Today marks a big departure for Tilteed. The contest site is launching the first of an ongoing set of curated pieces. The move is being made concurrently with their contest; the site will still be taking entries, allowing votes, and awarding prizes. With curations, however, the site will return to its original 72-hour cycle, and is hoping to bring more eyes, more excitement, and more diversity to the mix. Frequent readers will know I've long praised Tilteed for any number of reasons, but their diversity and willingness to take a risk for amazing work is probably the part I've been most impressed with. Changes can always be worrisome, but given the site's strengths, it is also a change which excites me.

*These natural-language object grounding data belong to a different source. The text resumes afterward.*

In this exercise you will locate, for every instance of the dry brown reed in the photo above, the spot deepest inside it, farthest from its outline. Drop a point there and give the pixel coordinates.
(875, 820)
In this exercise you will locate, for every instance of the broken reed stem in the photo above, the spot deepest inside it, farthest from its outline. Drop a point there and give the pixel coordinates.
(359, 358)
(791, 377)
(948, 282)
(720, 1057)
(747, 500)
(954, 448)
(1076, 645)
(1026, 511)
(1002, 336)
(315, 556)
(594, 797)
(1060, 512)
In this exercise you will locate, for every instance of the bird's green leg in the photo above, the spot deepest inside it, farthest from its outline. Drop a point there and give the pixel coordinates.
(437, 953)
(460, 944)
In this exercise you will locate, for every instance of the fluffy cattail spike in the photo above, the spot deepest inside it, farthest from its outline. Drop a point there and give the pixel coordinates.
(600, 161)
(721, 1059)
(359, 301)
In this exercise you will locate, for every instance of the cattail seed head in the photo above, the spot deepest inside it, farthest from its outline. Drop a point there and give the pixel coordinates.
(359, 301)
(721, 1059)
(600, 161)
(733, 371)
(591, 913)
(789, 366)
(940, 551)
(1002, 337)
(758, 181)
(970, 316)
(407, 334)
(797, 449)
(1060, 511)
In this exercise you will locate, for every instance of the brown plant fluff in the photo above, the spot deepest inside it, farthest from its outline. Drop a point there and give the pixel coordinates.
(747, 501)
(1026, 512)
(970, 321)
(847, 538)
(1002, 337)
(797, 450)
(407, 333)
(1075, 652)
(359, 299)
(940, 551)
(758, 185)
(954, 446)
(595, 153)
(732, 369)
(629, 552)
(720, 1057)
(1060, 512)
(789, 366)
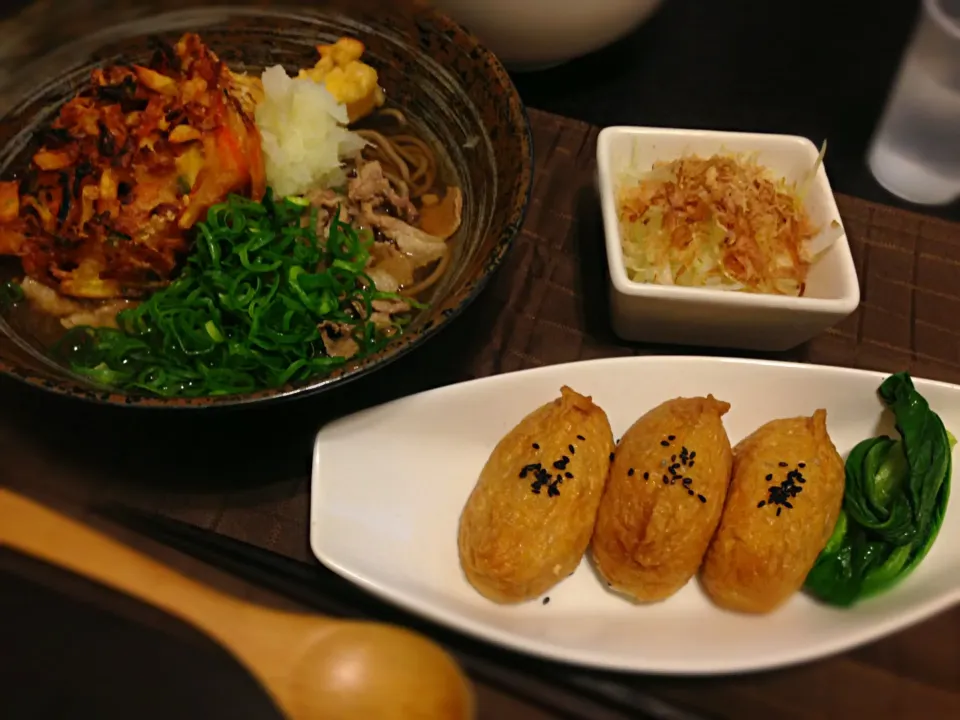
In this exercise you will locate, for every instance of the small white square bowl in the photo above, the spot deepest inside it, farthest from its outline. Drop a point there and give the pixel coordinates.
(654, 313)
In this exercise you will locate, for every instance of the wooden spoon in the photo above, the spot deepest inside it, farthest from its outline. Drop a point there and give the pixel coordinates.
(312, 666)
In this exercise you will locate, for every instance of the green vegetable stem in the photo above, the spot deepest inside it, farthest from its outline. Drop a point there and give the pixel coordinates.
(247, 310)
(894, 503)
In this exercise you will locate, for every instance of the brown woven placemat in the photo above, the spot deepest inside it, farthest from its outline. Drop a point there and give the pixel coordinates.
(246, 473)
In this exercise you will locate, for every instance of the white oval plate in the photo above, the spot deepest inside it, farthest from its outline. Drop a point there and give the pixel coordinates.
(389, 484)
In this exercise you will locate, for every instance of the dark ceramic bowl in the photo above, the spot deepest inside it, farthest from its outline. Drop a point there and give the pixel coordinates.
(448, 84)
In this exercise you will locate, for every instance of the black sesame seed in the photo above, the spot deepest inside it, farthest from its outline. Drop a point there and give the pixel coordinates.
(532, 467)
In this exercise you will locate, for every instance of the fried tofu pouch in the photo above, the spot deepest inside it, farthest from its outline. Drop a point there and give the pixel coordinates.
(529, 518)
(784, 499)
(663, 499)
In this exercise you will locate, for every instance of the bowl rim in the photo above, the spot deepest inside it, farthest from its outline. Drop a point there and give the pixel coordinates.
(845, 302)
(519, 120)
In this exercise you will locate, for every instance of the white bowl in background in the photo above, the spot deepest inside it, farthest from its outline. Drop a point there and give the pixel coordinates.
(535, 34)
(647, 312)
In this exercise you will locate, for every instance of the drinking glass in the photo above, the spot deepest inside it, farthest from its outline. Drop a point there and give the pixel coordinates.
(915, 152)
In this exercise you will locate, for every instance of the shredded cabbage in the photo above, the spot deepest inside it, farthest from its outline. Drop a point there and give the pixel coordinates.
(723, 223)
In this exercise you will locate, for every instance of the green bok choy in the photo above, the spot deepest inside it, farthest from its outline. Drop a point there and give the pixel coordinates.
(894, 503)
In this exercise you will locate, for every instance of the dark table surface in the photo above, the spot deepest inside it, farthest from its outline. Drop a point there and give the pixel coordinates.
(819, 68)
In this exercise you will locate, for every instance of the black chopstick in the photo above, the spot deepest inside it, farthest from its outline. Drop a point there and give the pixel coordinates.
(564, 690)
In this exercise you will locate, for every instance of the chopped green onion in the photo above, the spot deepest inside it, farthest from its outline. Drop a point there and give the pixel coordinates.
(246, 311)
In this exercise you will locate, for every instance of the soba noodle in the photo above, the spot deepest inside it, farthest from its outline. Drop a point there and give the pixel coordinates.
(411, 166)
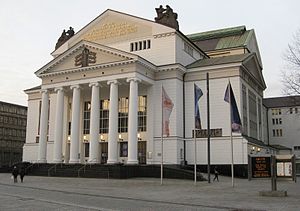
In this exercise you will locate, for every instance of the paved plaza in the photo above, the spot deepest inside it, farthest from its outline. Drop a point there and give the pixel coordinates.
(57, 193)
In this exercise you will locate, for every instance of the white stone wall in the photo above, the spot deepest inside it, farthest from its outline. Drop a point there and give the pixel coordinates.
(32, 120)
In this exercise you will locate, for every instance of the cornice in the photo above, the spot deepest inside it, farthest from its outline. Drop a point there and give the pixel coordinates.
(89, 68)
(82, 44)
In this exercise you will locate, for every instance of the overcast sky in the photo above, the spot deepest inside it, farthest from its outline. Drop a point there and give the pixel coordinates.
(30, 29)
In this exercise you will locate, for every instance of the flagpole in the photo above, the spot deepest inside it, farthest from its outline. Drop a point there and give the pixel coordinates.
(195, 157)
(162, 129)
(208, 128)
(231, 141)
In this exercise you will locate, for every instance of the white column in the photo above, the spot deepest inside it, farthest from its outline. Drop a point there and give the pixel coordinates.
(113, 123)
(75, 125)
(58, 133)
(94, 124)
(132, 121)
(43, 127)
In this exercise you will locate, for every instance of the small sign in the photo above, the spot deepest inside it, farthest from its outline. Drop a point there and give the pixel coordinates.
(203, 133)
(261, 167)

It is also a departure for me, though, because I can no longer be fully impartial to the site: I've been selected as part of their curator team. It's kinda a huge honor, since these guys are a company I've totally been impressed with and feel 100% comfortable standing behind. I will continue my blogging, of course, across the board of sites offering high-quality wares to the world, but you'll likely be seeing a decided bent toward awesome Tilteed curations. Speaking of which, if you're a designer who wants to be brought in, feel free to contact me at Adder (at) tilteed (dot) com. I'll be happy to discuss getting curated with us, so long as you realize it's all about having solid, printable work. You've read the blog, I don't promote just -anything-.

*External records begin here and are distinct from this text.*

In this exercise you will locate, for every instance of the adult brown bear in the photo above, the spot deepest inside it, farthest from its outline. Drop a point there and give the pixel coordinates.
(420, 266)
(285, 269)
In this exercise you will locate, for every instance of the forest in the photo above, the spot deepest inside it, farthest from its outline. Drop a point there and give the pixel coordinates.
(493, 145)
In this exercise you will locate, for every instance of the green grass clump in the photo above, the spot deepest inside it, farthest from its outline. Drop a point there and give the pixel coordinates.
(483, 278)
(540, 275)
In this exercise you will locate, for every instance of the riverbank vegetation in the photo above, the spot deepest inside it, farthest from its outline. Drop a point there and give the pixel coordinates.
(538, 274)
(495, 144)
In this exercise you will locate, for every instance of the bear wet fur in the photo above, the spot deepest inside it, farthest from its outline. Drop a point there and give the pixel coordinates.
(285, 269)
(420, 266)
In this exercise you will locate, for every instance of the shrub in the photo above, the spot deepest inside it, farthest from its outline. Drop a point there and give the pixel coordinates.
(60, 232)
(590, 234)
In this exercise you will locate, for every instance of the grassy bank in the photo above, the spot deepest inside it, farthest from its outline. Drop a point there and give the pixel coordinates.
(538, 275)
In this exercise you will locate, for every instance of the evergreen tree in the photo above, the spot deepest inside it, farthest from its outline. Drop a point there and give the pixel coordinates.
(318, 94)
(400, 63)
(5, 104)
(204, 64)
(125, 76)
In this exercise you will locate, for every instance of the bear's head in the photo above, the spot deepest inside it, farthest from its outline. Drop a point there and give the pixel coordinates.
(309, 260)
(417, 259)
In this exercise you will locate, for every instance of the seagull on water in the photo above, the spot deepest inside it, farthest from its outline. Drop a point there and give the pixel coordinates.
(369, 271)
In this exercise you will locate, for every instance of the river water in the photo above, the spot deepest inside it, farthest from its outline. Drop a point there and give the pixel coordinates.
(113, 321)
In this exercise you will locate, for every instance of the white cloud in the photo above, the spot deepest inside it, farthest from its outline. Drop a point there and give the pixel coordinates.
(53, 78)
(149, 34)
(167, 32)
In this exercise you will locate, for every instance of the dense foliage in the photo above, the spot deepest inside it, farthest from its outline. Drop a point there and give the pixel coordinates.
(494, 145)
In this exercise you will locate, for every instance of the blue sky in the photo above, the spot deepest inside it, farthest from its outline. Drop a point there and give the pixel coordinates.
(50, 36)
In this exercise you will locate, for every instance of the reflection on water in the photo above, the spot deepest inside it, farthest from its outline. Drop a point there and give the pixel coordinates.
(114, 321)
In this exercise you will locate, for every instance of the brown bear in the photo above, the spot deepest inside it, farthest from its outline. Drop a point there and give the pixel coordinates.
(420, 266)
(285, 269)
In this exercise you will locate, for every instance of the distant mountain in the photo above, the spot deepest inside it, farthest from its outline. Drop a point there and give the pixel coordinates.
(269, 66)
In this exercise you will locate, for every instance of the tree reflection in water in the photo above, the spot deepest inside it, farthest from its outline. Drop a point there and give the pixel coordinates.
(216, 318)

We're easing into the switchover naturally instead of going for a grand reopening, though certainly things will be different. The first tee, available now until Friday (noon pacific), is Leigh Farrior (studioelle)'s "The Gift." The style is simple yet charming, almost with a degree of Keith Haring in the characters. It's also something that could be quite powerful or inspirational to the right person: it's a message of love lifting us up, whether intimate love or the love of a friend, but it's not heavy-handed in that message. Leigh suggests that the piece "could be a rockin' Valentine's Day gift for your sweetie." It certainly could (tis the season). But to me, the way the executional choices diffuse the message of hope into something whimsical and wearable as well as potentially powerful is what really sets the piece apart. We, of course, hope you like it, and hope you keep tuning in to see what's next.